Stock Market Prediction with R
Time Series Data, QuantMod, ARIMA
Now we assume that by reading our last blog your interest in the field of analytics might have peaked a bit. This post of ours would like to increase that a bit further. In today’s blog we’ll deal with Stock Market Prediction using data mining techniques in R. People who have worked in this field might know about this, as it is one of the most basic applications of data mining. Newcomers do not worry. Go through the blog and get an idea of how powerful data analytics is. We are going to start with our course in the very next blog.
Additional references for each topic are also provided at the end.
Although the
project is small, there is a lot of ground to be covered before we actually
proceed with the code. Let’s go!
Introduction
The standard Wikipedia definition of a stock market is “A stock market, equity market or share market is the aggregation of buyers and sellers (a loose network of economic transactions, not a physical facility or discrete entity) of stocks (also called shares), which represent ownership claims on businesses; these may include securities listed on a public stock exchange as well as those only traded privately.”

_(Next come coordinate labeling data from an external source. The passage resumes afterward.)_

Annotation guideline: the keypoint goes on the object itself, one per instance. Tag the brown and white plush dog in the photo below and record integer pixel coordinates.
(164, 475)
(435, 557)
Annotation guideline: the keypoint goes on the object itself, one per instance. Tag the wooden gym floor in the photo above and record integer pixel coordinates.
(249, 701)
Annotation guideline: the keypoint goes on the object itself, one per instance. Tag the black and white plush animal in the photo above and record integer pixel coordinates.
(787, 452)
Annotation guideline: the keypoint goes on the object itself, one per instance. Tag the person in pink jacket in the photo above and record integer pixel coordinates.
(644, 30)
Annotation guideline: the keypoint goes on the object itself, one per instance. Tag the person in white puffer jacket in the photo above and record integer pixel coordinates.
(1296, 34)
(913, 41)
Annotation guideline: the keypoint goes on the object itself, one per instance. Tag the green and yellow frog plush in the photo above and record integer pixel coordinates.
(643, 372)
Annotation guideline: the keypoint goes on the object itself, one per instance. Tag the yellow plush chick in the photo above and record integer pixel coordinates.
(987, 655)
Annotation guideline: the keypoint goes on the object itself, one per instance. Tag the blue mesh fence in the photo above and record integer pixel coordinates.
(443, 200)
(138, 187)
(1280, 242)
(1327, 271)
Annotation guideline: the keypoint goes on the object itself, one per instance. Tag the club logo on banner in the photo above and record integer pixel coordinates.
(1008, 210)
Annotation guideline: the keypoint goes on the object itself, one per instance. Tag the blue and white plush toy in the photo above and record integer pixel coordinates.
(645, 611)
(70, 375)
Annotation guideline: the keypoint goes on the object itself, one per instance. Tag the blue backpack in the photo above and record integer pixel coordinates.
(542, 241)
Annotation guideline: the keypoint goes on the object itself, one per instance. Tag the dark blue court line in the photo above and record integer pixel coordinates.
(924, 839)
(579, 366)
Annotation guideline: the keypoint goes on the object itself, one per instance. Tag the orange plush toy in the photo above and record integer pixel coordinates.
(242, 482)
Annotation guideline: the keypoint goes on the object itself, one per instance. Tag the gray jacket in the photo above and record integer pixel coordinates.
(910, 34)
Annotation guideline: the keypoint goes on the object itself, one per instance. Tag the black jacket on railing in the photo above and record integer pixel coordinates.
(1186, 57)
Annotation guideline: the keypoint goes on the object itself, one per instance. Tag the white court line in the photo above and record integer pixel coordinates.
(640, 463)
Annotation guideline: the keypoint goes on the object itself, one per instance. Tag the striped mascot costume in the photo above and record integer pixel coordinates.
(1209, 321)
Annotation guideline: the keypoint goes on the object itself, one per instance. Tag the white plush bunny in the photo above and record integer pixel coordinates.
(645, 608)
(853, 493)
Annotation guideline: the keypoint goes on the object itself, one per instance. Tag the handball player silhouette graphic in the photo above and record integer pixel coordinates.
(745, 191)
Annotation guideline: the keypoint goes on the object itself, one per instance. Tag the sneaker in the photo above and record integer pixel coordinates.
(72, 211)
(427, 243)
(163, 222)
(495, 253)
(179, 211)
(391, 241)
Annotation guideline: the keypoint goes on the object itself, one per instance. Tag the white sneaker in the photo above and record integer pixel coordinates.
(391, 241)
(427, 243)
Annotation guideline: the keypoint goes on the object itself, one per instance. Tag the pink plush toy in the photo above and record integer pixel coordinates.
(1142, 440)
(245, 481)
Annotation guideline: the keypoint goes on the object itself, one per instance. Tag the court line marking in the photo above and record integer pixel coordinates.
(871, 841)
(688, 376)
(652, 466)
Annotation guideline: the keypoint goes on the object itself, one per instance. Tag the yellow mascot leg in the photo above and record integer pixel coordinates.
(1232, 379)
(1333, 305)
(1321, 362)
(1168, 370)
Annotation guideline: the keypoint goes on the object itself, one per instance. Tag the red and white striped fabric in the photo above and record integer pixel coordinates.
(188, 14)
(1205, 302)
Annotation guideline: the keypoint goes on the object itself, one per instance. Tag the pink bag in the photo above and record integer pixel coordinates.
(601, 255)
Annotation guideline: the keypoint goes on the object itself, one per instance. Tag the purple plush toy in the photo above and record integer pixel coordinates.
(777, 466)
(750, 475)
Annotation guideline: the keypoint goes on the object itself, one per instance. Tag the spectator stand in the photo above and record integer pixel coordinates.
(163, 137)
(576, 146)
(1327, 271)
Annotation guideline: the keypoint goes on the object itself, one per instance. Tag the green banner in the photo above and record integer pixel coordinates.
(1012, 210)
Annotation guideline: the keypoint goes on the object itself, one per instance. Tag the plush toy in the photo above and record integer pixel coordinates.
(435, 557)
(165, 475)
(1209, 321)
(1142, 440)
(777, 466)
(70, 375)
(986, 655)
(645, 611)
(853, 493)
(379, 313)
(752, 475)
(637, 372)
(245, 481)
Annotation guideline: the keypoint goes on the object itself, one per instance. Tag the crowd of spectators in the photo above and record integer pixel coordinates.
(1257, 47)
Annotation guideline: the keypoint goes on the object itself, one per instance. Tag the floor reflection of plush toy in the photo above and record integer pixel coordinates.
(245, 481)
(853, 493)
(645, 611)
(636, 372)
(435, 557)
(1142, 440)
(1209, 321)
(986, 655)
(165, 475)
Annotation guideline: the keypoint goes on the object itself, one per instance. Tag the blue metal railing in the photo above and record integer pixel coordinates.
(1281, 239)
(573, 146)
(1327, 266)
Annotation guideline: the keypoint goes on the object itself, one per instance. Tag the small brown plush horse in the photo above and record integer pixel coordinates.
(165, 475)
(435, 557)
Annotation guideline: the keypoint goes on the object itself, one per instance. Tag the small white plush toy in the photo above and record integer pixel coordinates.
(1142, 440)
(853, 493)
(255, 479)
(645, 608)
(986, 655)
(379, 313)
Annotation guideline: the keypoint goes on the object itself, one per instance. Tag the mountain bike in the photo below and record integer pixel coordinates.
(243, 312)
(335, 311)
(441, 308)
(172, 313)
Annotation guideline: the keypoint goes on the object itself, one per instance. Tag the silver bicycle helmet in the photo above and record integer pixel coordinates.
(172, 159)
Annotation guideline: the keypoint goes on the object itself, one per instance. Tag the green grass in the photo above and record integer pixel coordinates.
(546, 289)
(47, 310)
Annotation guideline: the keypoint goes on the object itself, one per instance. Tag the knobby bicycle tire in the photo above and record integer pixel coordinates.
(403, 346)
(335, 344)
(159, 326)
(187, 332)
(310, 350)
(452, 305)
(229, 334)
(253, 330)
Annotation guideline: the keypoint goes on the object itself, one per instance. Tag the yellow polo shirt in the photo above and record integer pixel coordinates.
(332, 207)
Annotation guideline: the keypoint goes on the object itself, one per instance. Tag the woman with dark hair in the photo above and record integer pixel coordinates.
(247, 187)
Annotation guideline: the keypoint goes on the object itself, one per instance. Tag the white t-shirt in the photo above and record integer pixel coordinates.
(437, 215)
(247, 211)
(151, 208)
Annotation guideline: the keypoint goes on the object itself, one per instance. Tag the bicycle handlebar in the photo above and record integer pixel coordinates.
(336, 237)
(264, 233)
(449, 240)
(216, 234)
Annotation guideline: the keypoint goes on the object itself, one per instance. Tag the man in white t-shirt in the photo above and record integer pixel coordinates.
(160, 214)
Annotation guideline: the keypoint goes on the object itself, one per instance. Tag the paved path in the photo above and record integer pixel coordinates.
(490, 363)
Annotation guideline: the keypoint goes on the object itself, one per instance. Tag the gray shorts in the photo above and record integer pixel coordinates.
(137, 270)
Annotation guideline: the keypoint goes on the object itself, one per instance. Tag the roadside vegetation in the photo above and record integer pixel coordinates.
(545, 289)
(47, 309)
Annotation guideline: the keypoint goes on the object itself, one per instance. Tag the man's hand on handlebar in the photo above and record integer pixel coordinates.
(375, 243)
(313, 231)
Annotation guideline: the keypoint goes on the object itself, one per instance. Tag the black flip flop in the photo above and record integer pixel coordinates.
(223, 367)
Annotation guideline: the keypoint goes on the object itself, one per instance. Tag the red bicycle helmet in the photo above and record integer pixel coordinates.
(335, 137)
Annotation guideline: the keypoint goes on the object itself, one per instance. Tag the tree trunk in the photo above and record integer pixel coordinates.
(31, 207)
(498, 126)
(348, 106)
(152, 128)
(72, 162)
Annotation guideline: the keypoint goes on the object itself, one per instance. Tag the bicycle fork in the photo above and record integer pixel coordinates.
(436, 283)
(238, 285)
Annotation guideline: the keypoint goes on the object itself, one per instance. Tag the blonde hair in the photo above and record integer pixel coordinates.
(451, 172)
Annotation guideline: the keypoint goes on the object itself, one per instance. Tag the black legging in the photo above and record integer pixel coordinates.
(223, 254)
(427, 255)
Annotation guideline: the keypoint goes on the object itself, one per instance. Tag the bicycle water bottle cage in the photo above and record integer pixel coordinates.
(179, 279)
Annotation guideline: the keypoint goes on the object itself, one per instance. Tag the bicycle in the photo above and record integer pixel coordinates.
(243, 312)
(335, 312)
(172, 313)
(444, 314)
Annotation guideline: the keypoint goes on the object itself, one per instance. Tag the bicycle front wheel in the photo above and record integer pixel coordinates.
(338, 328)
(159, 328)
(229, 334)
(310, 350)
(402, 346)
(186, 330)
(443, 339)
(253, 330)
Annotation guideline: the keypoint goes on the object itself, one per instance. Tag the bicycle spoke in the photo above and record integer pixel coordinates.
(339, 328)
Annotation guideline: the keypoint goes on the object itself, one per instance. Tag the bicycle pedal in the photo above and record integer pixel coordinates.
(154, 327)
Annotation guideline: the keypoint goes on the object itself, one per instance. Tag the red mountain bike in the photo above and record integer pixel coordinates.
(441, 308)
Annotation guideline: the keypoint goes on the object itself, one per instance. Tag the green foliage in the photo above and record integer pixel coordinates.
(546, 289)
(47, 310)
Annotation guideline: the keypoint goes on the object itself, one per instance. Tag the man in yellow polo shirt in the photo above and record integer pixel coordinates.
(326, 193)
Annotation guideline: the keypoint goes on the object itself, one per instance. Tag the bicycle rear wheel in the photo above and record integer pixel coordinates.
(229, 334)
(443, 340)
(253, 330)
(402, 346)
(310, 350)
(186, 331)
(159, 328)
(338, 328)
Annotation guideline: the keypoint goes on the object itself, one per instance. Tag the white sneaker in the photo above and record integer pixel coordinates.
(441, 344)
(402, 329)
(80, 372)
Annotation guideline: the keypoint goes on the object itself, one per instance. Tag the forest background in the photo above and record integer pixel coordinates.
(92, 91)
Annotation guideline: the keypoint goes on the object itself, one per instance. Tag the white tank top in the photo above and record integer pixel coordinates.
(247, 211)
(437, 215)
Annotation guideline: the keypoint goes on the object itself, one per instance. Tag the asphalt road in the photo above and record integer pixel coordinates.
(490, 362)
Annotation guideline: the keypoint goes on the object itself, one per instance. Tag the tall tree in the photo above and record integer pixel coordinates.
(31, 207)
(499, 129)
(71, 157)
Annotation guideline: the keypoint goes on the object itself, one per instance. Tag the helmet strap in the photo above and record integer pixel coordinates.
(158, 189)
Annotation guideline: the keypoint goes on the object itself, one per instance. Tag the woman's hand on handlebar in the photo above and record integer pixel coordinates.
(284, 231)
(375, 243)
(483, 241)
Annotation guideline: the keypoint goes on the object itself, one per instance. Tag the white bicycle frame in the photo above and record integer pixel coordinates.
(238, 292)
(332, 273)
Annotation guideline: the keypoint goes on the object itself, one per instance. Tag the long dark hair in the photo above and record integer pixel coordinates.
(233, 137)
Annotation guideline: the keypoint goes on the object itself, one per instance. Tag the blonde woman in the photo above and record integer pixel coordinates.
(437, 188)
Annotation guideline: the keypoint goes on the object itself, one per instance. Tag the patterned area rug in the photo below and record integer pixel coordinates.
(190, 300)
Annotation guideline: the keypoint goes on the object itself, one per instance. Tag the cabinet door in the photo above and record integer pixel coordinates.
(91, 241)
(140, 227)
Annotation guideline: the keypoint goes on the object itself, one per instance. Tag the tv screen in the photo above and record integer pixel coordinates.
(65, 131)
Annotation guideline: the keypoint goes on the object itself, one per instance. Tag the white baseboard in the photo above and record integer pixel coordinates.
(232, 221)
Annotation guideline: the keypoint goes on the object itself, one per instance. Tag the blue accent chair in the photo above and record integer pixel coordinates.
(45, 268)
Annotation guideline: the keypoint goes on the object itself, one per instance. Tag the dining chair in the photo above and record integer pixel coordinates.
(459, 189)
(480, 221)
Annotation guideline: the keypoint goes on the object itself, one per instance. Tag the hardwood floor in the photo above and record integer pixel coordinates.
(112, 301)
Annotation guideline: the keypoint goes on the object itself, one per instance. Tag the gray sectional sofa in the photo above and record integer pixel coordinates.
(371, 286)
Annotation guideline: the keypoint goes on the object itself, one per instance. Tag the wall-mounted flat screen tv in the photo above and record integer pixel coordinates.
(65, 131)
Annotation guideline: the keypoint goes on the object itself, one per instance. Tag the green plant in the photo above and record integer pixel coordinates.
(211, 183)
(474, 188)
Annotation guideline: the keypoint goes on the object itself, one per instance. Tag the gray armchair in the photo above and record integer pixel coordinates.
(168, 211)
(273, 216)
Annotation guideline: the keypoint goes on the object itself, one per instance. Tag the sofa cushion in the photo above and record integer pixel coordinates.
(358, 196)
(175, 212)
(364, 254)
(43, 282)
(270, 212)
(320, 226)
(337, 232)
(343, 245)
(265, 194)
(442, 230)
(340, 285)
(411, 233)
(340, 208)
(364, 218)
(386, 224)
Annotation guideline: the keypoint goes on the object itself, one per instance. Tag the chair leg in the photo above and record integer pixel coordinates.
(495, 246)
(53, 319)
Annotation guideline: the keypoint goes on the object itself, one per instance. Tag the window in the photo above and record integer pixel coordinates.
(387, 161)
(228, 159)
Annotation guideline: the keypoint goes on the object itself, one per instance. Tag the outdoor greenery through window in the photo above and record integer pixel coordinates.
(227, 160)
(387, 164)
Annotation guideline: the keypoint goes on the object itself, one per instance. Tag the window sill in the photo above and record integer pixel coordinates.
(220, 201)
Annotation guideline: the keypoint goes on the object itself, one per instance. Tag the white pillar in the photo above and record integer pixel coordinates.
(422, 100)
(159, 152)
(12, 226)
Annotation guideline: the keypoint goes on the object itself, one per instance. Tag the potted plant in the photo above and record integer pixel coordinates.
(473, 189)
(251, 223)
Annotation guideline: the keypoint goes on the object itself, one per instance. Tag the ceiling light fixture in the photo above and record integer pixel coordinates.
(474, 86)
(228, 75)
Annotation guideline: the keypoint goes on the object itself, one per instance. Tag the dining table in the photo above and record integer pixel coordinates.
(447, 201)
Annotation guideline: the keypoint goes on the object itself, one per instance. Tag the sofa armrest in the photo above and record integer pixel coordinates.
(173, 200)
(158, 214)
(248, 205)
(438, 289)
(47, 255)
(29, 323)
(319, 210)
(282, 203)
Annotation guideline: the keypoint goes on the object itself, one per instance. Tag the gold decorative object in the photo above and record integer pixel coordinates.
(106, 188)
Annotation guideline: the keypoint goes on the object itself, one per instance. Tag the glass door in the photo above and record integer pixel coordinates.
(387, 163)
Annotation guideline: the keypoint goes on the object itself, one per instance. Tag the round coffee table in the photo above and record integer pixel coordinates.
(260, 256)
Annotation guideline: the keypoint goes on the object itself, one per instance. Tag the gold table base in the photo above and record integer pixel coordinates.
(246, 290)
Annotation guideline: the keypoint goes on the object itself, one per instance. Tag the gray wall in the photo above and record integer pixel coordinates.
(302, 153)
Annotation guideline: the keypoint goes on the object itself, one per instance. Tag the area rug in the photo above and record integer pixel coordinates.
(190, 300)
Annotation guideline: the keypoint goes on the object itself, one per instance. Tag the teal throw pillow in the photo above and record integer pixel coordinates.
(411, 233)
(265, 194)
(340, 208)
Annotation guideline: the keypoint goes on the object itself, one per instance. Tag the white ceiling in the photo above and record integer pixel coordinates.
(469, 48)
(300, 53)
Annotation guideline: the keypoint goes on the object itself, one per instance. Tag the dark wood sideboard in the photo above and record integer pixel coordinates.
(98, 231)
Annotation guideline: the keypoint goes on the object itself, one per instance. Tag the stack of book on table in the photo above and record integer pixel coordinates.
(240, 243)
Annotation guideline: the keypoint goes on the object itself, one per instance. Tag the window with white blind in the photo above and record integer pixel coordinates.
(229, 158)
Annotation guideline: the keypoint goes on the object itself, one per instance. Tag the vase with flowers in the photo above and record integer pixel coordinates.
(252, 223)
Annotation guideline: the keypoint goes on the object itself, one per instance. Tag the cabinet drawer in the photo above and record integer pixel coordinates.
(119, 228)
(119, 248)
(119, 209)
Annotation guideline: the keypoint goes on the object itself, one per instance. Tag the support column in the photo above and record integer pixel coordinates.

The standard Wikipedia definition of a stock market is “A stock market, equity market or share market is the aggregation of buyers and sellers (a loose network of economic transactions, not a physical facility or discrete entity) of stocks (also called shares), which represent ownership claims on businesses; these may include securities listed on a public stock exchange as well as those only traded privately.”
Now every
stock market has a stock exchange where the stocks of the company are listed.
The stock is nothing but a piece of the company AKA share(s). The price of the
shares keeps fluctuating and is dependent upon the value of the company. An investor or trader must know the right
time to buy or sell shares to maximize his gains. The very uncertain nature of these fluctuations is what caused analysts to devise methods to predict the stock prices. There have been many
instances in the past where the stock market collapsed overnight, forcing the
world into an economic freeze. Take for instance, the Wall Street crash of
2007-8 (watch the movie The Big Short).
Below: Margot Robbie explains finance terms.
The highly
publicized Enron Scandal, that eventually led to the bankruptcy of Enron
Corporation is the very example of how stock prices change with public’s
perception. After achieving a lifetime high of stock price in mid-2000, the
price of the shares plummeted to less than 1$ by the end of 2001. Hence it has
been quite difficult to predict stock market prices although many theories have
been devised. We will use the ARIMA model to analyse historical stock data. The
results will be visualized using R.
Quick-fact:
The Bombay Stock Exchange is Asia’s first stock exchange. It was established in
1875.
That is all
we need to know about stock markets. If you are interested in understanding how
a stock market works, watch the video below.
The basic assumption made while forecasting stock data is that it has some relation with its historical values. This forms the base for technical analysis. There is another theory that contends this belief. The Random Walk Theory states that successive price changes in an individual security (share) are independent i.e. the future price of the stock does not depend upon its previous price. But the theory also states that all price changes conform to a particular probability distribution, which can be used to forecast stock prices.
In this project we will be working with Time-Series data i.e a sequence of data collected over a specified period of time. Data can be collected daily,weekly,monthly,yearly etc. Technical analysis relies heavily on Time Series data for statistical inferences and predictions. As mentioned before we will be using the R programming language for forecasting.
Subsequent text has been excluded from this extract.